On Sat, 12 Jul 2003 14:53:55 -0500, (p_j) wrote:

Gunner wrote:

I see you are still stupid. Weapons of mass destruction are classified as:
Those weapons which when used as designed cause mass casualties in an
indiscriminate manner.

Great, now you are agreeing with me. Chem and bio weapons are crappy at
causing mass casualties. So by your definition, they are not WMD.


How so? With proper usage, they are VERY effective in causing mass
casualties. Witness WW1 and Sadams usage on the Kurds.


No, the fact is that they don't work very well at all. I guess if you
want to pervert language to mean dozens of people are a mass, you might
get away with it. By the way, the US helped Saddam gas the Iranians. You
really ought to include that. The Pentagon also disputed whether it was
Iraq who did the Kurds, although it was right after a delivery of "dual
use" crop sprayers that were wangled through.


Cites?
Here, try mine:

http://www.phrusa.org/research/chemi...miraqgas2.html

Or this one
http://projects.sipri.se/cbw/researc...heet-1984.html
Stockholm International Peace Research Institute

SIPRI FACT SHEET
Chemical Weapons I
May 1984
Authors: Julian Perry Robinson and Jozef Goldblat

NB: This material may be quoted freely, with attribution to SIPRI.
CHEMICAL WARFARE IN THE IRAQ-IRAN WAR

into snipped


Mustard gas was first used as a chemical-warfare agent during World
War I, when it was responsible for about 70 per cent of the
million-plus gas casualties. Its most prominent use after that war was
by Italy in Ethiopia during 1936. During World War II it was produced
by Britain, Canada, France, Germany, Hungary, Italy, Japan, the
Netherlands, Poland, South Africa, the USA and the USSR. It was the CW
agent that was stockpiled in by far the largest quantity--on the order
of hundreds of thousands of tons overall--but was used only by Japan
in China. It is probably still the most heavily stockpiled CW agent
today. Its last established use appears to have been by Egypt
intervening in the (North) Yemeni civil war of the mid-1960s.

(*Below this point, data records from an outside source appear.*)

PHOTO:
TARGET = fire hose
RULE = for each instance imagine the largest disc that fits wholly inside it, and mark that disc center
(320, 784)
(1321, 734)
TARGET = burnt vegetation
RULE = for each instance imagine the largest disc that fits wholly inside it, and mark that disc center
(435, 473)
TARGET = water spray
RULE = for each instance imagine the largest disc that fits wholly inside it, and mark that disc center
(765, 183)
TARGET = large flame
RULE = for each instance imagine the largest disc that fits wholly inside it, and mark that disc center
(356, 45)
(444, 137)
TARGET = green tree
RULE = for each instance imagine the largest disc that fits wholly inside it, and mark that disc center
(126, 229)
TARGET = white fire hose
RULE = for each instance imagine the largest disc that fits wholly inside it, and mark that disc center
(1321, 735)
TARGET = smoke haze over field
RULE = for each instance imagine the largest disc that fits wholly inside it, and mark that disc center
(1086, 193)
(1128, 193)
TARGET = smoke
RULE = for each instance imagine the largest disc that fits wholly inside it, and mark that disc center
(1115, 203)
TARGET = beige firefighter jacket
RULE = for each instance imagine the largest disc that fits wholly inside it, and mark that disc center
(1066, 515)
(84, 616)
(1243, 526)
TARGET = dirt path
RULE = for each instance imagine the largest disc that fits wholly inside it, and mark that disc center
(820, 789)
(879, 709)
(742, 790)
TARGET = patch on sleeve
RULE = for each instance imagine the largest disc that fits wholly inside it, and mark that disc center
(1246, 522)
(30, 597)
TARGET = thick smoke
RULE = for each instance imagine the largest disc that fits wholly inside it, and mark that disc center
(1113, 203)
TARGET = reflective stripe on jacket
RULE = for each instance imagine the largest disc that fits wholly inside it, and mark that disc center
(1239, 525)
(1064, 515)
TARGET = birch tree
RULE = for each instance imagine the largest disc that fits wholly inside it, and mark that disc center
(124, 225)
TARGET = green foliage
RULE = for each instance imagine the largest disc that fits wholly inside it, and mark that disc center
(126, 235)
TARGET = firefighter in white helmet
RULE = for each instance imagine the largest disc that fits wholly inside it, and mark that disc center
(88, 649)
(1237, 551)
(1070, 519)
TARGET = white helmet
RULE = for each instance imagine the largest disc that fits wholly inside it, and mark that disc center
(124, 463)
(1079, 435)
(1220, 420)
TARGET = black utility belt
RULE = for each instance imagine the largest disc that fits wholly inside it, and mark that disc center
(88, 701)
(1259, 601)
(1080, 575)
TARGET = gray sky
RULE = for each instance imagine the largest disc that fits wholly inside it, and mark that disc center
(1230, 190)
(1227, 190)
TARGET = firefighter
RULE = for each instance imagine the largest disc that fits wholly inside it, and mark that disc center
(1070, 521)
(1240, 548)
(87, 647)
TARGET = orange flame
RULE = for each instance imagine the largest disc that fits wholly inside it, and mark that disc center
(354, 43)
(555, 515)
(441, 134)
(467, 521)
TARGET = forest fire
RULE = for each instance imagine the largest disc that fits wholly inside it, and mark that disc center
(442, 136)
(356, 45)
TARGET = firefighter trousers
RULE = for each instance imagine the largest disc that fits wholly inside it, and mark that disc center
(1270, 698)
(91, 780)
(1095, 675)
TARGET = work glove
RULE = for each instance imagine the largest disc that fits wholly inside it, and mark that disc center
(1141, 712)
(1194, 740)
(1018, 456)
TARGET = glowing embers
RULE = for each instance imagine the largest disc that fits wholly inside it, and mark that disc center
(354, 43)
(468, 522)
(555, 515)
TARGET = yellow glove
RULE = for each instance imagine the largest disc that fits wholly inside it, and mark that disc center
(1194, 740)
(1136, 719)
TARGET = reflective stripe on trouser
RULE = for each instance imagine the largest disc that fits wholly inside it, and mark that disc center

Effectiveness of mustard gas

Mustard gas can be spread from munitions deliverable by virtually any
type of weapon, including the mortars, artillery and aircraft with
which Iraqi forces are reported to have used it. Among the many
air-deliverable mustard munitions which Britain produced during World
War II, one report judged the most cost-effective to be no more than a
5-gallon oil drum filled with mustard and fitted with a simple burster
charge. The munition from which the UN team retrieved its sample in
Iran appears to have been a light-case 250-lb white-phosphorus bomb,
such as might otherwise be used for smoke-screening or incendiary
purposes. Published eye-witness accounts suggest that Iraqi practice
was for eight such bombs to be carried per ground-attack jet aircraft,
dropped from a height of 200-300 metres. There may well be an
international trade in such munitions. It would be relatively easy,
though hazardous, to exchange the phosphorus payload for mustard gas.

Manufacture

Mustard gas may be made in different ways according to whether
ethylene, vinyl chloride or thiodiglycol is chosen as the starting
material. Published UN findings suggest that the Iraqi mustard had
been made from the last of these precursors. Thiodiglycol is a quite
widely used industrial commodity, finding application as an
antioxidant, as a vulcanizing agent, as an intermediate for other
commodities, and as a solvent for dyes used in the textile industry.
Its conversion to mustard gas is very simple indeed, the only
technological problem being that of preventing its manufacturers from
becoming its first casualties. That, however, is not a small problem.
When Britain first manufactured mustard gas, there were, over a
six-month period during 1918, 1.27 cases of mustard illness per person
employed.

The quantity of thiodiglycol needed to produce enough mustard gas to
fill eight of the bombs sampled by the UN team would be about 350 kg.
A hundred tons could yield sufricient mustard to arm maybe 300
aircraft sorties or to keep a medium-artillery battalion firing
nothing but mustard shell for a fortnight.

Tabun

The second poison gas identified by the UN team was the nerve-gas
tabun. This was found in a sample which the team was assured by
Iranian authorities had been drawn by an Iranian soldier from a dud
bomb. The bomb was said to have had the same appearance as the one
from which the UN team had drawn mustard gas.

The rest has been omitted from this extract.